E o primeiro-ministro acrescentou: “É de irresponsabilidade ainda maior o não cumprimento rigoroso do isolamento depois da saída do hotel para as suas residências. Como resultado temos pelo menos 45 casos positivos na Boa Vista derivados da situação do hotel”.
Também por isso, em pleno estado de emergência no país, com várias limitações à circulação e ligações interilhas suspensas, o primeiro-ministro assumiu que o “caso da Boa Vista é uma dura lição para o Governo”.
“Que vai ter que endurecer as medidas e a aplicação das medidas para obrigar o isolamento durante o estado de emergência, vigiar com permanência a aplicação da quarentena domiciliária ou quarentena obrigatória em estabelecimentos apropriados, reforçar as ações de fiscalização marítima, para que nenhuma embarcação, nenhum bote, saia da Boa Vista para qualquer ponto do país”, anunciou.
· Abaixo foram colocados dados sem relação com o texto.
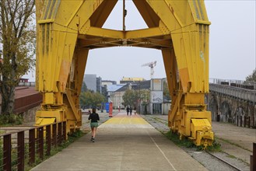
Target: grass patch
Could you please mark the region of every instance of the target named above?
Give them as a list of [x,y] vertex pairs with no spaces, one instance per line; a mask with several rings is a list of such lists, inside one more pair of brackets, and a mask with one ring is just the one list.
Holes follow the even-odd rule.
[[238,144],[236,144],[236,143],[234,143],[234,142],[231,142],[231,141],[229,141],[229,140],[223,139],[223,138],[217,138],[217,137],[216,137],[216,139],[219,139],[219,140],[221,140],[221,141],[223,141],[227,142],[227,143],[229,143],[229,144],[230,144],[230,145],[235,145],[235,146],[237,146],[237,147],[239,147],[239,148],[243,148],[243,149],[244,149],[244,150],[247,150],[247,151],[252,152],[251,150],[247,149],[247,148],[244,148],[244,147],[242,147],[241,145],[238,145]]
[[[32,168],[35,167],[40,162],[44,162],[44,160],[49,159],[50,157],[56,155],[58,152],[61,152],[63,149],[67,148],[69,145],[75,141],[79,138],[82,137],[85,134],[82,131],[80,130],[77,131],[76,132],[73,133],[72,134],[70,134],[68,136],[68,140],[62,142],[60,145],[57,146],[56,148],[52,147],[51,150],[51,155],[44,155],[44,159],[41,160],[39,156],[36,156],[36,162],[32,166],[29,166],[27,164],[25,164],[25,170],[30,170]],[[46,148],[46,145],[45,147]],[[27,162],[26,162],[27,163]]]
Cabo Verde conta até ao momento com 55 casos confirmados de covid-19 no arquipélago, um dos quais levou à morte do doente e outro já foi considerado recuperado. Deste total, três registaram-se na ilha de Santiago e um na ilha de São Vicente.
Os restantes 51 foram registados na Boa Vista, sendo que além dos 50 naquele hotel, foi confirmado ainda em março outro caso, de uma turista dos Países Baixos.
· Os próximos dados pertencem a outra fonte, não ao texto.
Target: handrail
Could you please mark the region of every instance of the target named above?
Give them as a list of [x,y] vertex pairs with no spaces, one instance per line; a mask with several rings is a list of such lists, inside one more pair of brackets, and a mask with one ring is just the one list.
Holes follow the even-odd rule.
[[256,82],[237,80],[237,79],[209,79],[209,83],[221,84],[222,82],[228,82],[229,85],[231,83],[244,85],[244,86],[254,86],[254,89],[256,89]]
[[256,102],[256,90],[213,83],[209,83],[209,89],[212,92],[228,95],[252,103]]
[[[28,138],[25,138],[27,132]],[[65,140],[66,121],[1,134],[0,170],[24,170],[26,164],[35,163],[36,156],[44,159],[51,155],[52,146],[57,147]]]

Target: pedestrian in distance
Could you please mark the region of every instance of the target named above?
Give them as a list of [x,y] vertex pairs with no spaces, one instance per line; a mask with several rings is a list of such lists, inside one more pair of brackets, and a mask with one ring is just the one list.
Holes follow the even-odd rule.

“Nesta guerra, cada dia conta. E é difícil não cometer erros e falhas. O Governo assume os seus erros e falhas. O mais importante é continuar a fazer o bom combate até à vitória final”, acrescentou Ulisses Correia e Silva.
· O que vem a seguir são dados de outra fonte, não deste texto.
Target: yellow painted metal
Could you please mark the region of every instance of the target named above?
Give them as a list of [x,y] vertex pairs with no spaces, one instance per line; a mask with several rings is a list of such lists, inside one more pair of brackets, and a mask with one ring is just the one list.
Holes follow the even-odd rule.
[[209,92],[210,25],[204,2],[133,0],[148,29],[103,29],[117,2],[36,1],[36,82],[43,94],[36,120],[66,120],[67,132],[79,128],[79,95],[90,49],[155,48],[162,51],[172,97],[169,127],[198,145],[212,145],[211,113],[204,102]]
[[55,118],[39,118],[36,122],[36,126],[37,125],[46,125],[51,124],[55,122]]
Admitiu ainda que o que se passou na Boa Vista “é também uma dura lição para os cidadãos”: “A violação de regras de isolamento, de isolamento social e quarentena, pode ter consequências dramáticas, que é a pessoa ficar infetada, infetar outros e sucessivamente. Infetar membros da sua família, membros da comunidade e colocar o país ainda em maiores dificuldades”.
“O Governo tem feito tudo para proteger o país e os cabo-verdianos desta crise da pandemia” da covid-19, frisou.
O governante assegurou que irá “continuar a fazer o trabalho que tem de ser feito, um bom combate, porque trata-se efetivamente de uma luta e de uma guerra muito dura”.
“Estou convencido que vamos vencer, mas, mais do que nunca, a responsabilidade individual tem um impacto muito grande no bem comum”, advertiu.
Na conferência de imprensa após a declaração ao país, o ministro da Saúde, Arlindo do Rosário, explicou que os trabalhadores que deixaram a quarentena no hotel, no domingo, fizeram-no após assinarem um termo de responsabilidade para cumprimento da quarentena em casa.
Ainda assim, admitiu que a decisão foi tomada devido à situação “tensa” no interior, apontando que um “motim estava claramente a ser esboçado” no interior, alegadamente pelos trabalhadores que queriam deixar o hotel.
“E que poderia levar a uma situação ainda mais grave”, disse Arlindo do Rosário.
Questionado pelos jornalistas, o ministro revelou que os testes aos trabalhadores só foram realizados em 11 de abril - recolhidas 196 amostras que hoje deram positivo para 45 e quatro terão de ser repetidas - ao fim de mais de 20 dias de quarentena no hotel, para “ter maior certeza” nas conclusões, tendo em conta que foram surgindo casos entre os funcionários e face ao período de incubação da covid-19.
Alvo de críticas nas redes sociais pela gestão do caso, Arlindo do Rosário garantiu que demitir-se não está em cima da mesa.
“Eu sou médico. E um médico aprendeu que trata o doente sempre, estando numa situação de doença um médico não desiste. Enquanto eu puder ser útil para o país, enquanto eu puder dar a minha contribuição de forma humilde, mas empenhada e sempre focada, irei dar", vincou.
A nível global, a pandemia de covid-19 já provocou quase 127 mil mortos e infetou mais de dois milhões de pessoas em 193 países e territórios. Mais de 428 mil doentes foram considerados curados.
A doença é transmitida por um novo coronavírus detetado no final de dezembro, em Wuhan, uma cidade do centro da China.